PuriDefense: Randomized Local Implicit Adversarial Purification for Defending Black-box Query-based Attacks
This addresses security threats for Machine Learning as a Service systems, offering a more efficient defense compared to traditional methods, though it appears incremental in its approach.
The paper tackles the problem of defending against black-box query-based attacks on MLaaS systems by proposing PuriDefense, an efficient defense mechanism that uses random patch-wise purifications with lightweight models, resulting in significant improvements in robustness as validated on CIFAR-10 and ImageNet datasets.

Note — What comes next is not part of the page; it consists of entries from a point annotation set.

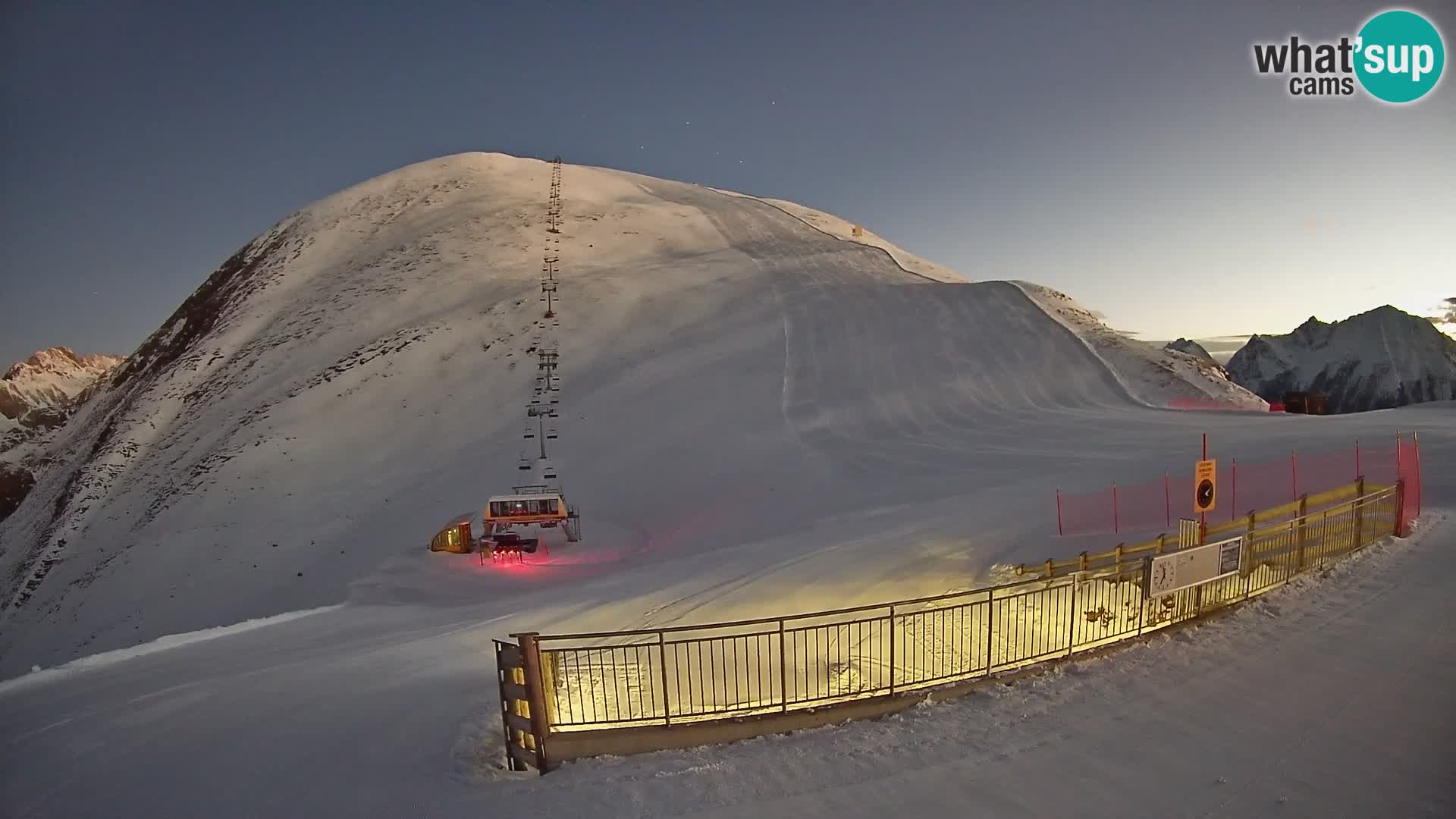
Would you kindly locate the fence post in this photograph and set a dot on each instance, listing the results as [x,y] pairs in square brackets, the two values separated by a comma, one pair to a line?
[1248,564]
[893,649]
[1400,509]
[1420,490]
[536,697]
[1234,502]
[1359,513]
[1072,613]
[990,632]
[661,662]
[783,667]
[1299,535]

Black-box query-based attacks constitute significant threats to Machine Learning as a Service (MLaaS) systems since they can generate adversarial examples without accessing the target model's architecture and parameters. Traditional defense mechanisms, such as adversarial training, gradient masking, and input transformations, either impose substantial computational costs or compromise the test accuracy of non-adversarial inputs. To address these challenges, we propose an efficient defense mechanism, PuriDefense, that employs random patch-wise purifications with an ensemble of lightweight purification models at a low level of inference cost. These models leverage the local implicit function and rebuild the natural image manifold. Our theoretical analysis suggests that this approach slows down the convergence of query-based attacks by incorporating randomness into purifications. Extensive experiments on CIFAR-10 and ImageNet validate the effectiveness of our proposed purifier-based defense mechanism, demonstrating significant improvements in robustness against query-based attacks.